Seja sempre bem-vinda a interagir com a gente! 😊
Estabelecer um espaço de segurança psicológica parece simples, mas é algo muito difícil, porque envolve saber ouvir, respeitar e também saber expressar os próprios sentimentos. Quem de nós sabe realmente fazer tudo isso? São habilidades raras e seu texto ilustra bem o quanto é trabalhoso estabelecer e manter esse espaço ao longo do tempo. Também nos mostra o quanto vale à pena trabalhar nisso.
Olá, me chamo Bernadete e curto muito tuas reflexões. Sinto verdade, posicionamento firme e uma brisa nas palavras q registras.
é um texto denso, inspirador e envolvente q nos convida a olharmos p as relações q construímos ao longo da nossa jornada.

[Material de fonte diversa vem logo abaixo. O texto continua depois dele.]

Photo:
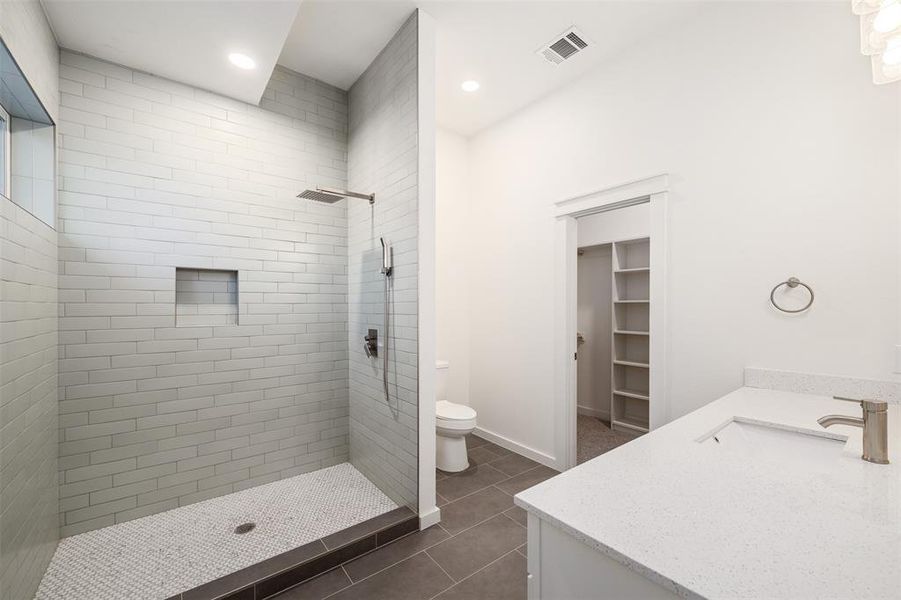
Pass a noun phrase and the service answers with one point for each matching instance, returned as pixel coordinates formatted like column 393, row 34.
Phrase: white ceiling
column 335, row 40
column 185, row 40
column 492, row 42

fez sentido p mim 1 das partes sustentar a relação por um período maior, afinal quem tem mais condições internas, a princípio será mais demandado.
fiquei pensando sobre o “explodir a bomba” e, neste momento, vou deixar decantar p uma possível prática, 😉
gratidao por compartilhar conosco teus conhecimentos e vivências, são mt relevantes p mim.
Muito grata pelo compartilhamento. Creio que muitos, como eu, poderão se identificar com o seu relato.
Que bom que chegou com identificação por aí, Vanessa. A ideia era realmente escrever de forma a dialogar com o cotidiano das pessoas, para além de termos bonitos, fofos e acadêmicos (que é o que vejo bastante, quando escuto e leio sobre segurança psicológica).